We have demonstrated that soluble form of ephrin‐A1 would be a good therapeutic target and biomarker for metastasis. In our study, soluble form of ephrin‐A1 was increased in serum of tumor‐bearing mouse compared to that of healthy mice46 and also in HCC patients.69 Furthermore, partial ephrin‐A1 peptides were found in human urine derived from kidney disease patients,70 and we found that immuno‐reactive bands around 25 kDa by using anti‐ephrin‐A1 antibody by western blotting. The size of immuno‐reactive bands were almost same as that of membrane‐anchored ephrin‐A1 and commercially available recombinant ephrin‐A1 (19aa‐182aa) (unpublished data). Therefore, we suppose that the immuno‐reactive urinary ephrin‐A1 is nearly intact. Urinalysis is the best investigation method because it is much less harmful and expensive compared to others such as biopsy for cancer patients. Accordingly, urinary ephrin‐A1 would be a good biomarker for some diseases such as cancer and kidney diseases. We need further investigations to use urinary ephrin‐A1 as a biomarker and/or a therapeutic target.
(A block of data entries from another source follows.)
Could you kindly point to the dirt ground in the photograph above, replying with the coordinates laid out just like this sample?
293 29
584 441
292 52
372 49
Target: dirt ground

Lastly, we underline basic research in this system. It was reported that C‐C motif chemokine ligand 2 (CCL2, also known to MCP1) is up‐regulated by ephrin‐A1 stimulation in endothelial cells.71 An enhanced expression was observed in hyper‐permeable regions in tumor‐bearing mouse lungs compared to non‐permeable regions. The CCR2/CCL2 axis promoted S100A8/A9 expression leading to up‐regulation of SAA3 mediated by TLR4.72 S100A8/A9 up‐regulated by the CCR2/CCL2 axis induces ephrin‐A1 and SAA3 expression, and then ephrin‐A1 enhanced CCL2 expression. Collectively, the paracrine system by the ephrin‐A1‐CCL2‐S100A8/A9 axis may exist in endothelial cells in the hyper‐permeable regions in tumor‐bearing mouse lungs, and the paracrine system may increase each protein expression levels and establish fertile soil in the pre‐metastatic lungs (Figure 4). An inhibition of the paracrine loop would be a good approach to inhibit lung metastasis.

Figure 4

A proposed paracrine loop to establish pre‐metastatic microenvironment in lungs. Ephrin‐A1 expression is enhanced by the TLR4/S100A8 axis. ADAM12 is up‐regulated by inflammatory cytokines such as TNFα and TGF‐β1. Cleaved ephrin‐A1 enters into blood stream and stimulates lung vascular endothelial cells leading to an elevation of CCL2 secretion. The CCR2/CCL2 axis contributes to an increase of SAA3 and S100A8/S100A9 expression. The paracrine loop increases permeability factors enclosed by red box, and then tumor metastasis are facilitated in the lungs. Up‐regulated S100A8/A9 expression in endothelial cells and leukocytes may increase ephrin‐A1 expression mediated by TLR4 and/or EMMPRIN in primary tumors

CONFLICT OF INTEREST

The authors have no conflict of interest.